I think I would tell her something like, “Of course you are pretty enough! But you will always be pretty enough, whether some rando is whistling at you on the street or not.”
That said, she’s 13. It isn’t unusual for a 13-year-old to not realize she’s pretty and thus be blown away when a rando tells her that. I remember the first time someone (who wasn’t either of my parents) paid me a compliment on my looks (in a non-catcalling way). I was 13, dressed up for a school banquet in ensemble that I had picked out myself (rather than having a fugly Nellie Olsen outfit forced on me). It was kind of a magical moment for me. But it loses its novelty after the two millionth time.
Wait, I missed that she’s 13yrs old.
Shame on Dad for failing to point out that sexualizing a child is beyond creepy, a big red flag, borders on criminal, and is NEVER appropriate!
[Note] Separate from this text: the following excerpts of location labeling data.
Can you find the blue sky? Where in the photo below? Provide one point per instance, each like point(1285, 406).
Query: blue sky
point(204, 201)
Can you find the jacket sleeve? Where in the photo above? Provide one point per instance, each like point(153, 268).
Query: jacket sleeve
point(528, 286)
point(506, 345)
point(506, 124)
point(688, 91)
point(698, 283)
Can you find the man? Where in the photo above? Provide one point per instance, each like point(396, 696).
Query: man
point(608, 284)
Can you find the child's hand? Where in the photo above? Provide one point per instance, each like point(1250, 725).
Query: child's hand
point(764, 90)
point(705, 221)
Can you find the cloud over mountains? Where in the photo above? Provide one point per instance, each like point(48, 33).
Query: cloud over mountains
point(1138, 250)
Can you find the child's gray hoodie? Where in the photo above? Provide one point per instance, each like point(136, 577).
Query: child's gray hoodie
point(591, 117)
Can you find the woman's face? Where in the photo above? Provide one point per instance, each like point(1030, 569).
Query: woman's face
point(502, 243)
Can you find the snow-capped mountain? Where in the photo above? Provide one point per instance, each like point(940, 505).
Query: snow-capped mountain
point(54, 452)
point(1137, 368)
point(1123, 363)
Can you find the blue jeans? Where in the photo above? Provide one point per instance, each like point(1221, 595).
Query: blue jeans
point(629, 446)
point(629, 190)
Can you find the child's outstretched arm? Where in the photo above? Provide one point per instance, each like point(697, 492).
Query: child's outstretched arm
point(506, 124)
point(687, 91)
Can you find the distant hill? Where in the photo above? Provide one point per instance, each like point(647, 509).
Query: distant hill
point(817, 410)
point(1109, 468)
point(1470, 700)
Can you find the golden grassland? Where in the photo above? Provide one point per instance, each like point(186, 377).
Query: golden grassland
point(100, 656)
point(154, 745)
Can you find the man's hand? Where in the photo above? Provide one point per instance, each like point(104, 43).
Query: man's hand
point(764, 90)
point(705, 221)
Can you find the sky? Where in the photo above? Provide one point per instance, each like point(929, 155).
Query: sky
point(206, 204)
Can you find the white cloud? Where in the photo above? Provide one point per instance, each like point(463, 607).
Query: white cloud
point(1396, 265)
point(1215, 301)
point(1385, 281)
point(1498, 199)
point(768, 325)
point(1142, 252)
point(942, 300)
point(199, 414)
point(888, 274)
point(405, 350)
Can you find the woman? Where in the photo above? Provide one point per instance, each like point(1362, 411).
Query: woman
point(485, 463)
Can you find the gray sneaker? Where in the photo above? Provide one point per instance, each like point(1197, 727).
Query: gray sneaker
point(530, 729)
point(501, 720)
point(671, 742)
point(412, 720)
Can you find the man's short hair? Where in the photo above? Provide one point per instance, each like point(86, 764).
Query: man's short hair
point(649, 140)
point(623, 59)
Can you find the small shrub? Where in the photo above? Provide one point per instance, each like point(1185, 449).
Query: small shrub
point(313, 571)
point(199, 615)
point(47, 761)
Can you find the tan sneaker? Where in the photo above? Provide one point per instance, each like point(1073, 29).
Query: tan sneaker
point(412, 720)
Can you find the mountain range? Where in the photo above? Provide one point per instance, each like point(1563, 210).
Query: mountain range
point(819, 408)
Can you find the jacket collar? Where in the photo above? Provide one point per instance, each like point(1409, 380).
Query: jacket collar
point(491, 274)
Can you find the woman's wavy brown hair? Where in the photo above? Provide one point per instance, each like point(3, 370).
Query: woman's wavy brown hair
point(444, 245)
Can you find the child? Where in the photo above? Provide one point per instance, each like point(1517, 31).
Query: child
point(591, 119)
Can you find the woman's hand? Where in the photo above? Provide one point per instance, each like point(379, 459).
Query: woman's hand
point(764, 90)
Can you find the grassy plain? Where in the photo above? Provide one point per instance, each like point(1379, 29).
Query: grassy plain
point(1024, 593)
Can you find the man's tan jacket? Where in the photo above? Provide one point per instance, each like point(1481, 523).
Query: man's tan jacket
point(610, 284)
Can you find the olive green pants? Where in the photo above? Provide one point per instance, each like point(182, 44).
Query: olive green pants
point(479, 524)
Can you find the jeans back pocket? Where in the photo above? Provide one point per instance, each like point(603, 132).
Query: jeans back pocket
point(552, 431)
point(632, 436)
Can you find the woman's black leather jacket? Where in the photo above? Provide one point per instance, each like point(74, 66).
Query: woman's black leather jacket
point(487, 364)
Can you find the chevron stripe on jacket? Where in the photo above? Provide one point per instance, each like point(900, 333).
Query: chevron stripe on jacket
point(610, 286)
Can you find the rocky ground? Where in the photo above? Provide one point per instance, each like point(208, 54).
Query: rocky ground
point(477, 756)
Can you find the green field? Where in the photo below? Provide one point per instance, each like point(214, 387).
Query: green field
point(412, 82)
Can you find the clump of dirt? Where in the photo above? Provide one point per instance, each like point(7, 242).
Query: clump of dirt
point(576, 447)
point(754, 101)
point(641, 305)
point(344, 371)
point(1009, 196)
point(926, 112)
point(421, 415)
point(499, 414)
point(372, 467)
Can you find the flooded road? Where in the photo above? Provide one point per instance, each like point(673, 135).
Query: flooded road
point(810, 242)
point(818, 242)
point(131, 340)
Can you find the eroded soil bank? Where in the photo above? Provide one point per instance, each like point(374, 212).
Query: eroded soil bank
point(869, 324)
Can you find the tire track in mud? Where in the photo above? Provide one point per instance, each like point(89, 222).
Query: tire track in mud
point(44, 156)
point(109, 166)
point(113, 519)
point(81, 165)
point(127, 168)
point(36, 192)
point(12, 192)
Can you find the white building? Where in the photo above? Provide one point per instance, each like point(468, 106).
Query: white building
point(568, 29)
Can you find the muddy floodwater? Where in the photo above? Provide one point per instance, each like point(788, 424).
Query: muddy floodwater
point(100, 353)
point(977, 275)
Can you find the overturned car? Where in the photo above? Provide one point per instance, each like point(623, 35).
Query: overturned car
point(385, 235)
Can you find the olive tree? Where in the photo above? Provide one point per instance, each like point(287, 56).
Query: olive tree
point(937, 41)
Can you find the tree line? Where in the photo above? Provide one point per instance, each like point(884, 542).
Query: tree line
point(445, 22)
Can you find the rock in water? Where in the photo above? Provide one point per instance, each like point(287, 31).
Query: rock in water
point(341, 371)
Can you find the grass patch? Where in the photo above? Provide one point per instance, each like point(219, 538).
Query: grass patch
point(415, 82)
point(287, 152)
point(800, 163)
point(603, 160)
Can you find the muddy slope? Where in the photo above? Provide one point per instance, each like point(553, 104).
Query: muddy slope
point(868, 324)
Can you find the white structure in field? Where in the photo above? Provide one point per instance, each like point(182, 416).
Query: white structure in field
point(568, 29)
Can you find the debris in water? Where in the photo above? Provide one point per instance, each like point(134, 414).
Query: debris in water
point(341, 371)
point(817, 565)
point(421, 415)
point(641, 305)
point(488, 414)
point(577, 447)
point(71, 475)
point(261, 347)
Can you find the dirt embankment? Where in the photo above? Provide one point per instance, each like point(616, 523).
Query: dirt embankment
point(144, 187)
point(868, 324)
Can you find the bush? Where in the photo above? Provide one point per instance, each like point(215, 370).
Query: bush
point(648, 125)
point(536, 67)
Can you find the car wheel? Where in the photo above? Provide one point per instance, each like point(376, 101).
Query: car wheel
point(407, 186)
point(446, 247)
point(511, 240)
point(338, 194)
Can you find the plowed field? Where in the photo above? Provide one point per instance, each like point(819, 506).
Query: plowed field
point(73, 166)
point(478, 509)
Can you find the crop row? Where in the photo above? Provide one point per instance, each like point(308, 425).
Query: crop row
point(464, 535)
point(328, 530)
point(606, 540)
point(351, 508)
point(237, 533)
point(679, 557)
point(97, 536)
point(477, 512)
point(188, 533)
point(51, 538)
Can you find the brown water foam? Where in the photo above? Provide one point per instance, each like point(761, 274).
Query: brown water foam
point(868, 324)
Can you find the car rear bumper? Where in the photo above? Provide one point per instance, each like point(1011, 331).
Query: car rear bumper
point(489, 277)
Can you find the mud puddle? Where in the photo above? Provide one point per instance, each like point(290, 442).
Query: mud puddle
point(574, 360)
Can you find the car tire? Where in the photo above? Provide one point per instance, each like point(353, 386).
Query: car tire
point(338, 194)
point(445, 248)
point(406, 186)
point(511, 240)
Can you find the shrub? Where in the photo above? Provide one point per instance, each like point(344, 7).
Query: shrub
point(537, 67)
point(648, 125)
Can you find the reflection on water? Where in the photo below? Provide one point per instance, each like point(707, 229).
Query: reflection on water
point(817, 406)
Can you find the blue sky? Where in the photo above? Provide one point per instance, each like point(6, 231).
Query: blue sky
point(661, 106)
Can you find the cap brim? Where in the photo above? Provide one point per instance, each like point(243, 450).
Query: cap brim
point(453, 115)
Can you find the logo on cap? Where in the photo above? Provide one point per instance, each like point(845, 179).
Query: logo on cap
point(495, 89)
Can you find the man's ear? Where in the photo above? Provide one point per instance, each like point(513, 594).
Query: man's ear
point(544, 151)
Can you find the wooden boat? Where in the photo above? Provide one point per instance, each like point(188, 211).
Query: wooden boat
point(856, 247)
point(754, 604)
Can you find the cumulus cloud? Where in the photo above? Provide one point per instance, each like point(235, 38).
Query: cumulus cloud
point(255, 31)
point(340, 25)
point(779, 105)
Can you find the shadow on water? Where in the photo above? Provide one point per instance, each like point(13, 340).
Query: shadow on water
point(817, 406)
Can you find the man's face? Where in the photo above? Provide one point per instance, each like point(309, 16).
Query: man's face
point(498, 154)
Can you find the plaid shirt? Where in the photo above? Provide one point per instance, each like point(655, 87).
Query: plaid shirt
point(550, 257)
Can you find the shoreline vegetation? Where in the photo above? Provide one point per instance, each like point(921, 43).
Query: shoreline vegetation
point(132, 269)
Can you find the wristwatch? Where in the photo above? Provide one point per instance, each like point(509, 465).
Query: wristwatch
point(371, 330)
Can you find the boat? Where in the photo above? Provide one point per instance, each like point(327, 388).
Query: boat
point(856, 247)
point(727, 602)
And most certainly NOT a compliment. Yikes!
(Can’t decide which is more disturbing Dad being ok with this behaviour being directed at a 13yr old, or being okay with her thinking it’s a compliment! Double servings of ick!)
It makes sense when you realize how people see the women in their lives as property. He sees it as a compliment to him.
My father was a little Jewish professor with glasses, but he still had a “Mess with my daughter and die aura.”
I suppose to an extent my father saw me as property when I was a little kid, but we definitely had a paradigm shift right around my bat mitzvah, and he did encourage lots of independence in me.
He convinced my mother to let me get a 10-speed bike, and ride it around town whenever I wanted-- and wherever, as long as I stayed in city limits. I was 11. It was also his idea that I be allowed to use the public transportation in Moscow by myself to go to and from school, and occasionally to a friend’s house, or to bring a friend home with me. I was 10. I could also wander our neighborhood on my own, along with the other neighborhood kids in Moscow, just as I’d done in Manhattan.
There’s some gray area between “hurt my daughter and die,” and “she is my property.”